The International Journal of Developmental Biology

Int. J. Dev. Biol. 37: 487 - 490 (1993)

Vol 37, Issue 3

Development of hatchability in halibut (Hippoglossus hippoglossus) embryos

Published: 30 November -0001

J V Helvik and B T Walther

Laboratory of Marine Molecular Biology, University of Bergen, Norway.

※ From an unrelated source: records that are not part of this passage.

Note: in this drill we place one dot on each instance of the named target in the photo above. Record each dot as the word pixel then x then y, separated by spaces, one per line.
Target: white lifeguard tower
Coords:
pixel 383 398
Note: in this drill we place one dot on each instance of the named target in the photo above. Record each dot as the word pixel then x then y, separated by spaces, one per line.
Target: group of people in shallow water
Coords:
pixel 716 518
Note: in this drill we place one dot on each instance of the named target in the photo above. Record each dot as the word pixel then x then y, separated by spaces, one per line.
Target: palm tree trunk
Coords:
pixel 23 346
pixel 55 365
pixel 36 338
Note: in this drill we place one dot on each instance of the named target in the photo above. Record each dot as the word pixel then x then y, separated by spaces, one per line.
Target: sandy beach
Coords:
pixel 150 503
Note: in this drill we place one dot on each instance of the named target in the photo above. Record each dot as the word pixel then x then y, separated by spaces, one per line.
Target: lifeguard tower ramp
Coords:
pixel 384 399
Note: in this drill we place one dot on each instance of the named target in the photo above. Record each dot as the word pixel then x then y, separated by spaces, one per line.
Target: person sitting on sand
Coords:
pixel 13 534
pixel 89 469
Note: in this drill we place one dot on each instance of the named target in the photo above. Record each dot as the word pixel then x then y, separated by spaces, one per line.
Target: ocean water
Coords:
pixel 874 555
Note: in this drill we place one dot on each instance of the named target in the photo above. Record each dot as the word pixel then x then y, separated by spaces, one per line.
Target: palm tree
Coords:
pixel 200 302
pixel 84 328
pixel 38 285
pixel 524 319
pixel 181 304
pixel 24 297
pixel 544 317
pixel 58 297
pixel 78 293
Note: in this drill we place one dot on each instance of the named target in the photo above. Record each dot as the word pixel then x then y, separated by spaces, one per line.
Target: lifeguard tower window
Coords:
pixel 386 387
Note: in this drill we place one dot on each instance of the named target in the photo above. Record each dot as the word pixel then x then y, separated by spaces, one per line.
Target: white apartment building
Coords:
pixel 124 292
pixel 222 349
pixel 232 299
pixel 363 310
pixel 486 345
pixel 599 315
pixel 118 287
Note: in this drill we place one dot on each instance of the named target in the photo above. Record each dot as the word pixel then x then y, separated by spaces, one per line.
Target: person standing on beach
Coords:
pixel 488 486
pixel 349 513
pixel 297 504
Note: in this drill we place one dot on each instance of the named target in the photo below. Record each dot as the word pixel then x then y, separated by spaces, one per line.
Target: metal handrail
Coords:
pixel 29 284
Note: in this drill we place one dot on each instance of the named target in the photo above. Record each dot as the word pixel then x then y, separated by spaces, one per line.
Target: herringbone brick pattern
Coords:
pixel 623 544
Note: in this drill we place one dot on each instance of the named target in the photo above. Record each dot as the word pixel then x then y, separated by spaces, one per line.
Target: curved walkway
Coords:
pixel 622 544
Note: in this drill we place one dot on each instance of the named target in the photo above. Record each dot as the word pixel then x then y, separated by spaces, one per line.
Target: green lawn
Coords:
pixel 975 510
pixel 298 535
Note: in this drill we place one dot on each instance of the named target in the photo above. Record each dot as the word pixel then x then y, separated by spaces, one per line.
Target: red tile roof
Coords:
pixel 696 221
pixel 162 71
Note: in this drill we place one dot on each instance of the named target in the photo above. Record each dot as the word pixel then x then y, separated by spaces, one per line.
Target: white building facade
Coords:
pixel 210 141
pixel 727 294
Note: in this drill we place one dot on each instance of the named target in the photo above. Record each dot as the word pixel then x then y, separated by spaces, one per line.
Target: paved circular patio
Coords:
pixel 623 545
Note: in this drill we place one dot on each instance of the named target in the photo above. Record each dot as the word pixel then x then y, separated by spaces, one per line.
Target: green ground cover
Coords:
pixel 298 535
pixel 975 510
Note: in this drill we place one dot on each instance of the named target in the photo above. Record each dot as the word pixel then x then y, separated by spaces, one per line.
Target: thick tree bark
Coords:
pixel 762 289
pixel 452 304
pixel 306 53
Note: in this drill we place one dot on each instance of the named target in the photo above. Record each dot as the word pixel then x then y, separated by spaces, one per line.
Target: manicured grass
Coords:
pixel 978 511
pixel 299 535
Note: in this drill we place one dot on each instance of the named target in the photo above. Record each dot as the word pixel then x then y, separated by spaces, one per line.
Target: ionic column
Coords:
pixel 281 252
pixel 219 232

Halibut (Hippoglossus hippoglossus) eggs raised in darkness hatched between days 14.5 and 16 after fertilization. Eggs incubated in white light (3.2 microE/sr1/m2) remained unhatched, so that time of intra ovo development could be doubled. Photo-arrest of hatching was non-diapausal since embryonic growth continued. Transfer of photo-arrested eggs to darkness induced rapid and synchronous hatching. This procedure allowed analysis of development of hatchability. Hatching was not observed prior to day 14. Nonsynchronous hatching over three days was seen when eggs were induced on day 14 + 1 h, or on day 14 + 9 h. However, darkness-induction on day 14 + 22 h produced synchronous hatching within 140 min. This high rate of inducibility persisted until day 18, before declining slowly. Hatching-induction was not observed beyond day 22. Low hatchability in long-term photo-arrested embryos apparently reflects a loss of the anatomical prerequisites for the rim-hatching mechanism. Altered hatchability and morphogenesis after prolonged intra ovo development indicate that hatching in halibut is possible only at an early, defined ontogenetic stage.